Bettermode incident

We have identified an issue around our community service

Critical Resolved View vendor source →

Bettermode experienced a critical incident on November 15, 2020, lasting 31m. The incident has been resolved; the full update timeline is below.

Started
Nov 15, 2020, 08:55 PM UTC
Resolved
Nov 15, 2020, 09:27 PM UTC
Duration
31m
Detected by Pingoru
Nov 15, 2020, 08:55 PM UTC

Update timeline

  1. investigating Nov 15, 2020, 09:06 PM UTC

    The community service is experiencing technical difficulties. Our tech team is notified.

  2. resolved Nov 15, 2020, 09:27 PM UTC

    We've resolved the issue regarding community service.

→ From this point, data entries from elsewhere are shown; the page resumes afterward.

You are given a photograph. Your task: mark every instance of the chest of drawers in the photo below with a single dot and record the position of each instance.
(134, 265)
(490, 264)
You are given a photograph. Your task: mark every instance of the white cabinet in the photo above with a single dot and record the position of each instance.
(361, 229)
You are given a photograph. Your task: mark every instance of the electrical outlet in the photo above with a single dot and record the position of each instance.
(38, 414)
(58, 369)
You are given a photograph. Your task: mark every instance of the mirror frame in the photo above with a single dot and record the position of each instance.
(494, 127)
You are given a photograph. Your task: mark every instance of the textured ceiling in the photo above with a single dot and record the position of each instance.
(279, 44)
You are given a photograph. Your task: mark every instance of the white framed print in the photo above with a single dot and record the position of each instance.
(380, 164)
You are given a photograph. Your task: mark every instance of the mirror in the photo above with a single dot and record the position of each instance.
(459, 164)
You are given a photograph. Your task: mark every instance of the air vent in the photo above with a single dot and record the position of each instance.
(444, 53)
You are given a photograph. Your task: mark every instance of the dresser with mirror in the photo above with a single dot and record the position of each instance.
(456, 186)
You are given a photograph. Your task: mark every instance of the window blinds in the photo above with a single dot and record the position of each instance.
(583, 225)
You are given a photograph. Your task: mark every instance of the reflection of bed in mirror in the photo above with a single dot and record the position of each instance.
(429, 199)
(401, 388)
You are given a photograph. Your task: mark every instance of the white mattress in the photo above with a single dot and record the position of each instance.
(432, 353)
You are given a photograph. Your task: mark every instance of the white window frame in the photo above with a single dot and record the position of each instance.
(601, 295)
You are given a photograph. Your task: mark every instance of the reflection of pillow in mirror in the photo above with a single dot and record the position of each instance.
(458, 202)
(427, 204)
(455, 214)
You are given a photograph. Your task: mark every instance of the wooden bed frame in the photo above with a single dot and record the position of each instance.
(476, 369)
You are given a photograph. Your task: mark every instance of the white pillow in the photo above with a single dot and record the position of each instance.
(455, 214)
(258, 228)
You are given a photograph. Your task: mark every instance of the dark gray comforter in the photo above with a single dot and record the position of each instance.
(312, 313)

Everything is back up.

  3. postmortem Nov 17, 2020, 04:54 PM UTC

    On November 17th from 15:55 ET to 16:27 ET we experienced 15 minutes of downtime and 17 minutes of extreme slowness \(7-10 seconds P95 response time\). The issue was a hardware issue in one of our load balancers provided by our infrastructure provider. All our load balancers have a fail-safe mechanism that fallback faulty load balancers to the backup one. After the incident was fixed, over the past day we’ve worked closely with our infrastructure provider engineers to figure out the reason the load balancer did not fallback to the backup LB. We can confirm that our infrastructure provider found out the issue and have patched their infrastructure and added tests to prevent similar issue from happening.